De La Cruz stated that” and between these subsequent seven weeks, he is going to glance at what legal and punitive measures can be taken against Mexico to get them to adhere to the ocean treaty.”
Nevertheless, she described the conference as being effective and a push that local leaders have had for a while.
” The talk went very effectively. The director is aware of the negative effects that the lack of water has had on the South Texas area.
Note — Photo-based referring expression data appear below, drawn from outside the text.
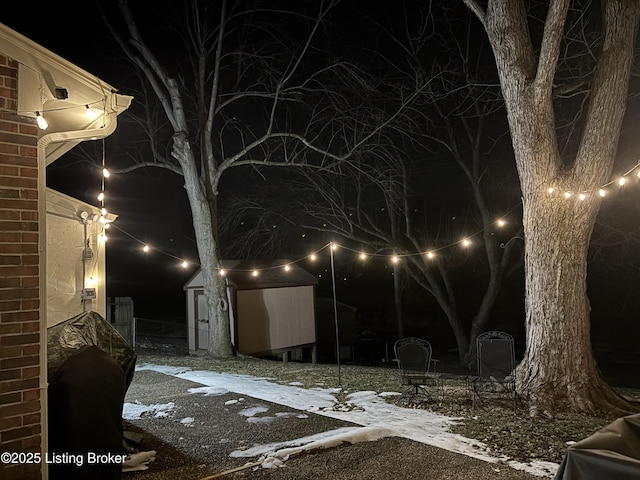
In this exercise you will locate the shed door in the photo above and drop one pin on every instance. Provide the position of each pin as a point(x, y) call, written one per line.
point(202, 321)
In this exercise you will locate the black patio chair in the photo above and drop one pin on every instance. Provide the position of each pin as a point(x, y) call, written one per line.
point(417, 368)
point(495, 367)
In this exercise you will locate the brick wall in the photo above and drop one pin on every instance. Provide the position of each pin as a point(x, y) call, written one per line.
point(20, 422)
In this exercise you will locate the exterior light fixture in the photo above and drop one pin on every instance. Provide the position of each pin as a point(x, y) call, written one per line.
point(42, 123)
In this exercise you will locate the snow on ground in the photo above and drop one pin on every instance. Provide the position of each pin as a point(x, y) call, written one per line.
point(367, 409)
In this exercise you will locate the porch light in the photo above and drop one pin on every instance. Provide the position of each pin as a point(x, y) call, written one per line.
point(42, 123)
point(91, 113)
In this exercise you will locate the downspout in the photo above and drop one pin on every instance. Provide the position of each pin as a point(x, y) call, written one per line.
point(109, 126)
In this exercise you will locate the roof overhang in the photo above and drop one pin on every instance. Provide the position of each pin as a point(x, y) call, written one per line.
point(61, 92)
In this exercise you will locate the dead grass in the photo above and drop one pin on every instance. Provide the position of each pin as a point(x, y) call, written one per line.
point(517, 437)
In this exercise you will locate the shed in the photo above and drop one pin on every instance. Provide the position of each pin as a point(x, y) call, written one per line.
point(272, 312)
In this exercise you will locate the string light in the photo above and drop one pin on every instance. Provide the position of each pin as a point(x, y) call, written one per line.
point(313, 256)
point(601, 191)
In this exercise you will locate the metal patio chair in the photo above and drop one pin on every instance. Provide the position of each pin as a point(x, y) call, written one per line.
point(495, 367)
point(417, 368)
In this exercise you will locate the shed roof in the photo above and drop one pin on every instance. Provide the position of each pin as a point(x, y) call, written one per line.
point(271, 274)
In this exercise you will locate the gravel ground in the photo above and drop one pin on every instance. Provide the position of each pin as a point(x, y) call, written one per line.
point(201, 450)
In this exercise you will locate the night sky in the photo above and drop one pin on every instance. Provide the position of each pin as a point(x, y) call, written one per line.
point(151, 204)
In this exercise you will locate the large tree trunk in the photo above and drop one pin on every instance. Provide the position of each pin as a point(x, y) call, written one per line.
point(205, 225)
point(558, 371)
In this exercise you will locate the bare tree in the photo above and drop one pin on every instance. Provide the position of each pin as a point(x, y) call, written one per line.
point(558, 370)
point(248, 86)
point(380, 201)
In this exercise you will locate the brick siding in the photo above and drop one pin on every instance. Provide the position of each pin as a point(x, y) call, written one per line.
point(20, 422)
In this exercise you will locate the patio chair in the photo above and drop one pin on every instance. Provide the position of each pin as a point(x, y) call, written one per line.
point(415, 363)
point(495, 366)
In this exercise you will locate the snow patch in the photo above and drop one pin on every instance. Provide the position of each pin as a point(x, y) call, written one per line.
point(209, 391)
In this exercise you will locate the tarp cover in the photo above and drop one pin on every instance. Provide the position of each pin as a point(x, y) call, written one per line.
point(85, 415)
point(88, 328)
point(613, 452)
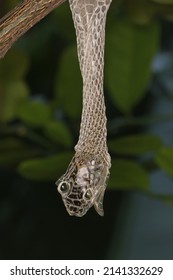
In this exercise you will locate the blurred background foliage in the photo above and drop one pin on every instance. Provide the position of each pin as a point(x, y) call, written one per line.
point(41, 100)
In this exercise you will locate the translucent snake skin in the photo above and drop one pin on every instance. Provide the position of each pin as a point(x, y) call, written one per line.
point(84, 183)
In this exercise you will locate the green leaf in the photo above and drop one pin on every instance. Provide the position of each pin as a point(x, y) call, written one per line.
point(13, 151)
point(45, 169)
point(35, 113)
point(129, 54)
point(62, 20)
point(58, 133)
point(164, 159)
point(127, 174)
point(141, 12)
point(68, 84)
point(14, 65)
point(12, 96)
point(135, 144)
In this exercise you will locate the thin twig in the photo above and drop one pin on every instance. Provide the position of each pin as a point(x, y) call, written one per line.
point(21, 19)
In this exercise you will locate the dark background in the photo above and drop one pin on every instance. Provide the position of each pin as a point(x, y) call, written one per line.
point(138, 222)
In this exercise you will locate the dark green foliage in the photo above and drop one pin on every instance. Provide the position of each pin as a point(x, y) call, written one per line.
point(38, 129)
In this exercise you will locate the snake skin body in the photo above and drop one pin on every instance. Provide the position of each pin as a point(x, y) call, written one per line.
point(83, 185)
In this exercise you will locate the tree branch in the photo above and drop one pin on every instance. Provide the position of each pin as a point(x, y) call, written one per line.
point(21, 19)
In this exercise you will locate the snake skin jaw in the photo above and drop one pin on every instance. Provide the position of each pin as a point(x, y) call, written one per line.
point(84, 183)
point(83, 188)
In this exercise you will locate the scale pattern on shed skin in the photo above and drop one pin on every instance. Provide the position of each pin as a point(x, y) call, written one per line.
point(83, 185)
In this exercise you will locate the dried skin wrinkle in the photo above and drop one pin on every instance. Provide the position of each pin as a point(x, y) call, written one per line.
point(83, 185)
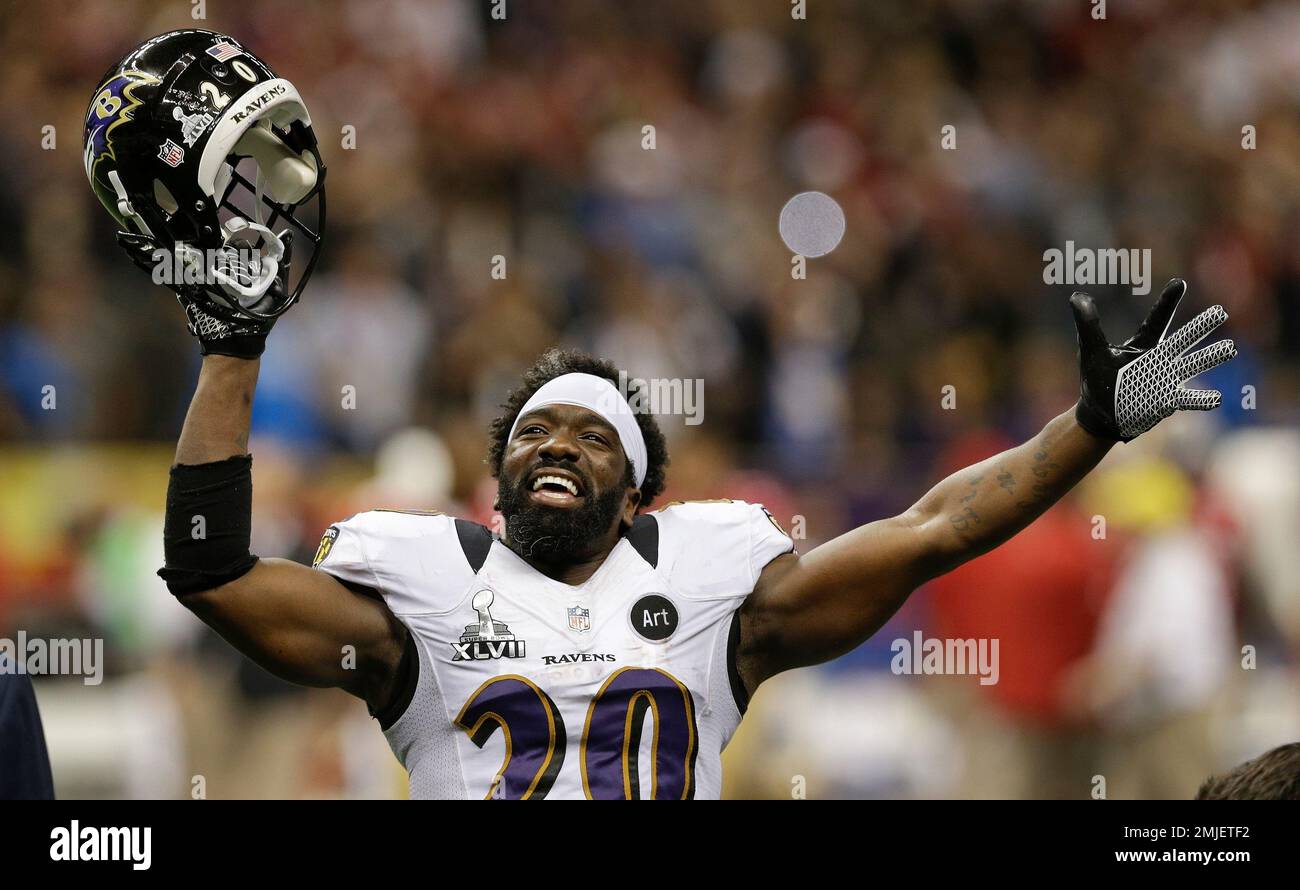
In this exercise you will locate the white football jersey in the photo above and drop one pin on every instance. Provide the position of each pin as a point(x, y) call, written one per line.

But he understands that this influence is actually a nationwide issue, she said.
A 51-year-old sugar mill in Santa Rosa, a remote agriculture community in Hidalgo County, shut down earlier this year because there was no water available to increase the desperate crops.
According to a recent report from Texas A&, M University’s Center for North American Studies, lost economic result from cultivated crop production may cost the RGV place over$ 993 million in 2024.
When the glucose factory shut down, more than 500 workers lost their jobs.
De La Cruz also fears that unless the area gets waters, the lemon market will be severely affected.
One of only three honey factories in the whole country, we now saw the loss of our sugar factory in the Rio Grande Valley. Our citrus economy in South Texas is currently under such strain due to lack of water that it might be putting our lemon industry in danger. Food prices are high at a time of great prices. The fact that Americans wo n’t be able to buy citrus means that foreign countries will have to pay higher prices for it. So this has been big economic consequences global, not just in South Texas”, De La Cruz said.
Judge Richard Cortez of Hidalgo County issued a catastrophe charter earlier this week in response to the dryness and water shortage.
The border province is thus given the opportunity to receive state aid. Additionally, national funding may be available for water-related infrastructure projects in the area.
Gonzalez, a representative for Brownsville on the Gulf Coast, claimed that the decades-old canal system along the border is obsolete and that too much water evaporates when it enters, especially on hot triple-digit days.
Gonzalez asserts that serious consideration must be given to underground pipes and other institutions to stop beautiful waters from vaporizing and disappearing.
We need to start building programs, covering our ditches, and creating better greenhouse programs as we move forward. Because we were examining the farmer’s and community’s water requirements. And even if we got paid 100 % of the water from Mexico, we’re however far little from where we were in the 80s”, Gonzalez said.
He said,” We need to begin transforming the way that South Texas and other parts of the country offer with water.”
De La Cruz spearheaded a House resolution that was passed soon last year to encourage political ties between Mexican and American authorities in order to get Mexico to pay its waters debt.
Gonzalez claims to have met with Mexico City’s international affairs minister to talk about the situation a month ago.
Gonzalez claims that until a new group is elected in June and the new leader is elected, liquid bills are being delayed.
Sandra Sanchez can be reached at [email protected].